Para los líderes populistas la ignorancia y la dependencia de los pueblos es necesaria para sostenerse en el poder, mediante recursos de movilización que pueden contener la vía electoral. Habrá quienes sostengan esa clase de liderazgo, aunque en el fondo la desprecien, para mantener el circuito de cooptación de los sectores más humildes. Esa es la condición para volcar sobre ellos un discurso de ilusiones y promesas, nunca cumplidas, de salir de la pobreza.

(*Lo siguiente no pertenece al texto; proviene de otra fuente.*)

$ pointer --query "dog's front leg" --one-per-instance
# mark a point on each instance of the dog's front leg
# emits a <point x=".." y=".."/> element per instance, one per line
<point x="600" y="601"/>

La astucia de las ideas de Laclau fue mostrar al “campo de la derecha” como antagónico del “campo popular” cuando en realidad, en la fórmula populista se trata de dos caras de la misma moneda. Se define como antagónico lo que resulta complementario, en una lógica de hierro que mantiene el statu—quo y reproduce el circuito de la desigualdad. Así se cierra el círculo vicioso populismo—derecha, que, con amplias gesticulaciones de rechazo mutuo, encubren esta connivencia profunda. El planteo de Laclau idealiza la relación de amor de la masa con el líder, ve entre ellos algo positivo, que soslaya el sometimiento, que impide que el líder caiga en el autoritarismo narcisista. Olvida que el concepto de padre de la horda sigue psíquicamente vigente. La realidad lo desmiente. Ningún líder deja la alfombra roja. Quiere mandatos eternos. Y seguir proponiéndose como “la madre” (o “el padre”) de todos. Sancionando el carácter infantil de la masa.
El populismo crea “seguidores”, sumisos y acríticos. La democracia crea ciudadanos. Los primeros caen en el desasosiego y la orfandad cuando el líder desaparece. Los segundos conducen esos momentos de la adolescencia a la madurez. En esta opción nos debatiremos en los tiempos por venir.